Tuesday, 6 May 2014

A poem by Dick Jones


On Cashel Hill

“And you tell me that he vanished,
out on the hillside. Nothing found,
no body, not a trace of where he’d been
or where he’d gone?”

She topped the Guinness, placed it
like a sacrament upon the bar.
We studied it.  “Oh no”, she whispered.
“Disappeared completely.  But…”

(she grinned and moved away),
“they’ve seen him late at night
still looking for his sheep, O’Faherty.
Just a shadow by the burial ground,

whistling up his flock”.  They laughed
and tipped their pints. I laughed
and raised mine too.  Through the door
of Boulger’s Bar the day was

Connemara silver-grey.  Peat fires
burning in July – the tint of them
on the edge of a salt breeze
in from Cashel Bay.

Later, high up Cashel Hill
the fog came down like wet wool.
Blinded, I perched on rock,
only my breathing shifting

the warp and weft of it.

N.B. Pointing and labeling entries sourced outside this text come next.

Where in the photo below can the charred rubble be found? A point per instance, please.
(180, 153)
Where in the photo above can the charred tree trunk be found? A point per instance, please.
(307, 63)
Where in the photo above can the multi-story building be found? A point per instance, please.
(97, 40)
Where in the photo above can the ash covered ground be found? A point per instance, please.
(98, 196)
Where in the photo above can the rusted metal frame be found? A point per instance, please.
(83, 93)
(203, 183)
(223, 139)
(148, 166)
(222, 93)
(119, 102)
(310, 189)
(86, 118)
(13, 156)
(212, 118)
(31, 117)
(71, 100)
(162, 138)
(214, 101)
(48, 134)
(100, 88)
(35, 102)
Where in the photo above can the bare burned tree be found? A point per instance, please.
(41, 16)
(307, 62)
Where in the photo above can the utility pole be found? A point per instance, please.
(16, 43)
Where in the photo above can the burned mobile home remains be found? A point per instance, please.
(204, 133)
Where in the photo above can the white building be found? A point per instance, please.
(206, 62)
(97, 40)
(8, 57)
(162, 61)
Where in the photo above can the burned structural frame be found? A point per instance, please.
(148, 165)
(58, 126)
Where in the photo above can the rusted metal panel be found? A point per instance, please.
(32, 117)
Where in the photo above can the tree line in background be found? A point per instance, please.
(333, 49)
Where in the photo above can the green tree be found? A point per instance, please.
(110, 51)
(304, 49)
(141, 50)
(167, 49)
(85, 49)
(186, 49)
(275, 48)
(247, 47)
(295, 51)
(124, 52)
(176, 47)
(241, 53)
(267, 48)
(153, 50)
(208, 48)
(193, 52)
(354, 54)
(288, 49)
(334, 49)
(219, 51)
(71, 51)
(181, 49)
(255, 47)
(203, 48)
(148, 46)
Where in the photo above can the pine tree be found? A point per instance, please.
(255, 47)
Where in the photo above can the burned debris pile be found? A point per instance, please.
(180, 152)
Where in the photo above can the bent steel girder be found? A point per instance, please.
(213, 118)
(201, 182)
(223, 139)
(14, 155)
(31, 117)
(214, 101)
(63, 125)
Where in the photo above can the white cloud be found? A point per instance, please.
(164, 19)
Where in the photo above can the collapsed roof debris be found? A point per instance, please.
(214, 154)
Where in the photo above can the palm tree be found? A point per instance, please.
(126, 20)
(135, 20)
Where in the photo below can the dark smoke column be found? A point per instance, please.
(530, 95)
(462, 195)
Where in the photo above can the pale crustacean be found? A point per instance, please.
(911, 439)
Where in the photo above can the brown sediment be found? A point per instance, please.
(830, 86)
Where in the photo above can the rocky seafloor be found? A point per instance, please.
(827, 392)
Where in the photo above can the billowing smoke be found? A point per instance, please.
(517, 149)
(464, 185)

Close-knit
into that fleece of wraiths and phantoms,
robbed of a milky distance of bays
and mountains, I could speculate

the ghost of O’Faherty, white
on white, footsure, eternal, stepping
across the tussocks like a dancer.
I rose and followed him down,

a twisting fume inside smoke,
and stepped back into watery sunlight
amongst the gravestones
in the burial ground.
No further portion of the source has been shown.